= Alexander Cunningham (historian) =

Scottish diplomat and historian

Alexander Cunningham (1655–1737) was a Scottish diplomat and historian.

==Life==
The current scholarly view is that little can be said certainly about his early life: he was related to Henry Cunningham who was Governor of Jamaica, and so linked to the Glencairn family. He was travelling tutor to James Carmichael, late the 2nd Earl of Hyndford from 1692 to 1695.

Cunningham visited Rome in 1700, after giving up a position as tutor to Lord Lorne. The following year he was sent as agent to Paris, nominally on a mission to prepare a trade convention or commercial treaty, between France and Scotland, but in reality as a spy. He gave William III of England an account of French military preparations. After William's death, he continued to act on behalf of the Whig party. He visited Hanover with Joseph Addison in 1703, where he was received by the Electress Sophia and her son George I Louis.

Cunningham was frequently consulted by the framers of the union between England and Scotland. He tried to reconcile Harley and Somers, and was an acquaintance of Sir Isaac Newton. After the Whigs lost power in 1710, he returned to tutoring, in 1711 accompanying Lord Lonsdale to Italy.
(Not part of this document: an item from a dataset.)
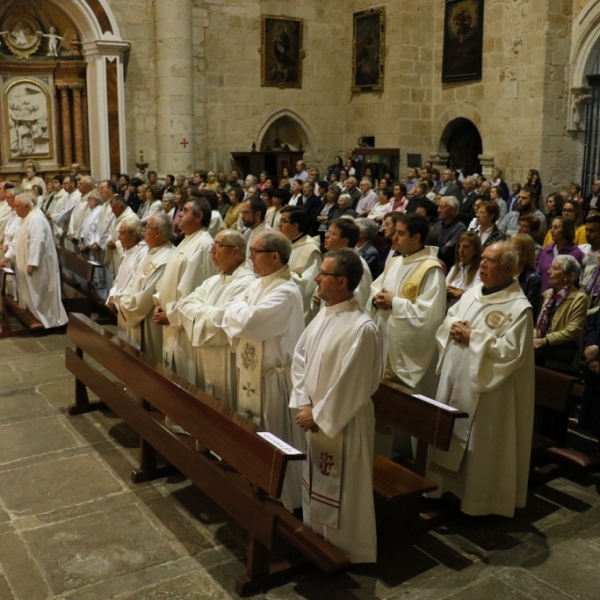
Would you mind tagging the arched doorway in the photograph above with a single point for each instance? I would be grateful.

The accession of George I brought Cunningham in 1715 the appointment as British envoy to Venice, where he remained till 1720, when he retired on a pension. He then returned to London. He died in 1737, and was buried in the church of St. Martin-in-the-Fields on 15 May 1737. By his will, he left a fortune of £12,000.

==Works==
A manuscript history in Latin by Cunningham came into the possession of Thomas Hollingbery, archdeacon of Chichester, a relative of his; who gave it to William Thomson. Thomson published an elaborate translation of it, in two volumes, in 1787 as The History of Great Britain from the Revolution in 1688 to the accession of George I. The history has been taken as authoritative for many of the events it relates, but is a partisan Whig account.

Thomson argued, wrongly given the extant wills, that the author was the same person as Alexander Cunningham the critic (1655?–1730). He had some notable supporters for his theory, which did not last into the 19th century.